- Born: Surrey, England, UK
- Education: York University (BA and MFA); Concordia University (PhD);
- Occupation: Interdisciplinary theatre artist
- Known for: Founder of Arrivals Legacy Project; Founding member of Obsidian Theatre; Former artistic director of Nightwood Theatre;

= Diane Roberts (director) =

English theatre artist

Diane Roberts is an interdisciplinary theatre creator. Roberts was a founding member of Obsidian Theatre. Roberts was an artistic co-director of Nightwood Theatre, the artistic director of Urban Ink Productions, and a co-founder and artistic director of Boldskool Productions. She is the creator of the Arrivals Legacy Project.

== Education ==
Roberts obtained her BA in theatre in 1988 at York University. In 1998, she also obtained an MFA in Playmaking also at York. Roberts is currently pursuing a PhD in the Fine Arts Interdisciplinary HUMA program at Concordia University. Her PhD research centres "on the praxis of embodied decolonisation in contemporary performance". Roberts is a 2019 Pierre Elliott Trudeau Scholar.

== Career ==
Roberts became involved with Nightwood Theatre when Kate Lushington was hired as Nightwood's artistic associate in 1988. Lushington and Roberts worked together to make Nightwood's mandate explicitly anti-racist and to create initiatives to be more inclusive of women of colour. In October 1992, Roberts became Nightwood's associate artistic director. In 1994, she was named artistic co-director of Nightwood with Alisa Palmer. Roberts, Palmer, and producer Leslie Lester served as a three-person leadership team but shared two salaries. While working with Nightwood Theatre, Roberts directed several productions including Karen Kemlo's Clean (1992), Pauline Peters' Dryland: A Story Cycle (1993), Dilara Ally's Mango Chutney (1994, 1995, and 1996), Cathy Lenihan's Death and Renovation (1994), Marium Carvell's Dinah Blues of the Queen (1995), and The Coloured Girls Project (1995). The Coloured Girls Project was initiated by Roberts and became an in-house workshop. Roberts left Nightwood in Spring 1996.

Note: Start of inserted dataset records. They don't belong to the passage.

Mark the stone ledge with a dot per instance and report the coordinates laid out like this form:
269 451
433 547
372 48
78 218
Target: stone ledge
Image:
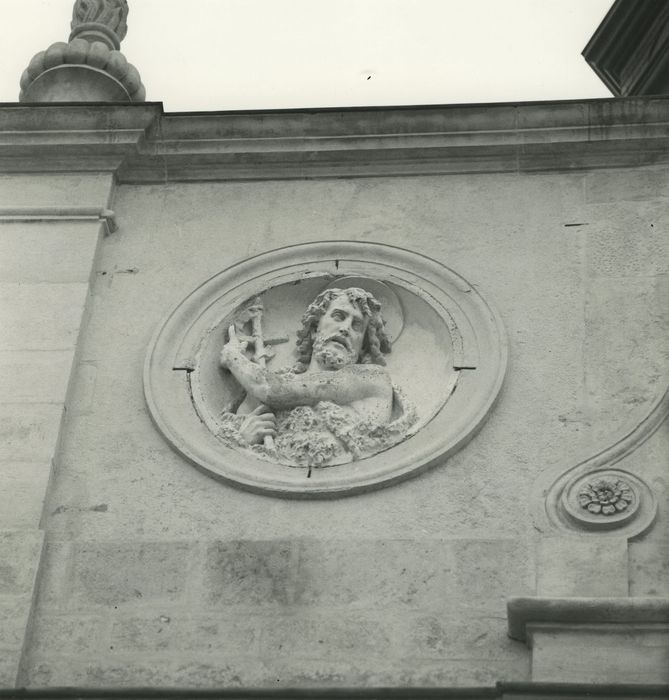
502 690
522 612
142 144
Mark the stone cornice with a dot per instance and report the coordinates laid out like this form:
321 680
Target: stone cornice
141 144
525 611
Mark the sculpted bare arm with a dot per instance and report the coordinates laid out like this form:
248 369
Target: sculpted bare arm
347 386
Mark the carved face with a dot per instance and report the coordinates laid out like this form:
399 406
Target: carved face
340 334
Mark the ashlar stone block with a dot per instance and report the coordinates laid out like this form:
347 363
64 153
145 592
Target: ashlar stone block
582 566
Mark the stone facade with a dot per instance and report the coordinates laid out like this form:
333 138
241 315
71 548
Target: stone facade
131 568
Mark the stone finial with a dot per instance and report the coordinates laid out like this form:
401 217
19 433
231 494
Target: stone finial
100 20
90 68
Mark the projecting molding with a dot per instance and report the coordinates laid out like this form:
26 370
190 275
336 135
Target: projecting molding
141 144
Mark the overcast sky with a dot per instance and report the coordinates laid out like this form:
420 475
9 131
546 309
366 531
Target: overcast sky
252 54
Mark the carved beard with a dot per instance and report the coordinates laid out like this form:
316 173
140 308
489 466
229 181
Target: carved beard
332 355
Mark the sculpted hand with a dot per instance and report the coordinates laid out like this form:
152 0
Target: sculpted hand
232 349
257 424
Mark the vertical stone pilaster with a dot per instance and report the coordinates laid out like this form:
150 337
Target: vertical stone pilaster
45 266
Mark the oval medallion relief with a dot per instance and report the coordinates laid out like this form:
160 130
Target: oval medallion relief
325 369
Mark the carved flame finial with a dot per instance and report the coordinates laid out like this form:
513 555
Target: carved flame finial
90 67
100 20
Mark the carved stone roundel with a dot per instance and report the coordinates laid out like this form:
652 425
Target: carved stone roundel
393 334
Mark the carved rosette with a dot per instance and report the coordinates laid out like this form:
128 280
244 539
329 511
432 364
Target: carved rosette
606 500
606 496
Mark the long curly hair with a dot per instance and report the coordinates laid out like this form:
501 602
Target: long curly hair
375 342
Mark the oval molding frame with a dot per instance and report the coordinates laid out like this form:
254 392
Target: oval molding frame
479 358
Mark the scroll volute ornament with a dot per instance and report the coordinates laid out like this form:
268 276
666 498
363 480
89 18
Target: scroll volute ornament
100 20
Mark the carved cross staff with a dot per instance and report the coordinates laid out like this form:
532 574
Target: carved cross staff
261 353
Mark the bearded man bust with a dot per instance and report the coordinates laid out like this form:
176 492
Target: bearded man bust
336 404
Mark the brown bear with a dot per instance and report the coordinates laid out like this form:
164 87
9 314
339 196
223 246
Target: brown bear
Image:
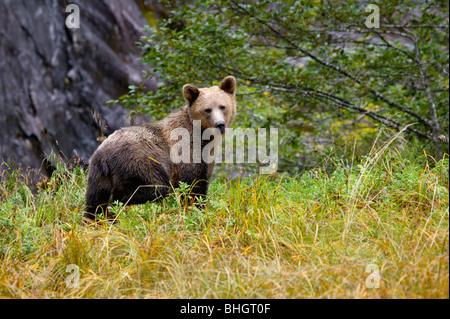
134 164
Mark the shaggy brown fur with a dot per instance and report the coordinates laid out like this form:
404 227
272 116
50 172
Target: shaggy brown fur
133 165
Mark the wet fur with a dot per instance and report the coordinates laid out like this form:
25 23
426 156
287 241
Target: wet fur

In 1997, Roberts directed Joan MacLeod's Little Sister. She was nominated for a Dora Mavor Moore Award for Outstanding Direction (mid-size theatre) for her work on that production.

In 2000, Roberts co-founded Obsidian Theatre with Awovieyi Agie, Philip Akin, Ardon Bess, David Collins, Roy Lewis, Yanna McIntosh, Kim Roberts, Sandi Ross, Djanet Sears, Satori Shakoor, Tricia Williams, and Alison Sealy-Smith. Obsidian was founded as a theatre centring Black voices in Canada with an emphasis on producing plays and developing new voices and works.

In 2004, Roberts founded The Arrivals Legacy Project during an artistic residency at Concordia. The project aims to bring together racialized artists in collective collaboration and examination of ancestry and cultural practices.

From 2007 to 2014, Roberts was the artistic director of Urban Ink Productions. With Urban Ink Productions, Roberts directed many shows including Valerie Sing Turner's Confessions of the Other Woman in 2012 (co-directed with Gerry Trentham) and Omari Newton's Sal Capone: The Lamentable Tragedy Of in 2014. After working with Newton on Sal Capone, Roberts and Newton co-founded Boldskool Productions, a hip hop theatre company. She is Boldskool Productions' artistic director. In 2018, Boldskool restaged Sal Capone once again under Roberts' direction and presented with the NAC English Theatre.

Roberts has taught theatre at York University and Concordia University.

== Plays ==

- Bone Bred

== Personal life ==
Roberts currently lives in Montreal, QC. She is of Garifuna, Scottish, French, Indian, African, and Caribbean ancestry.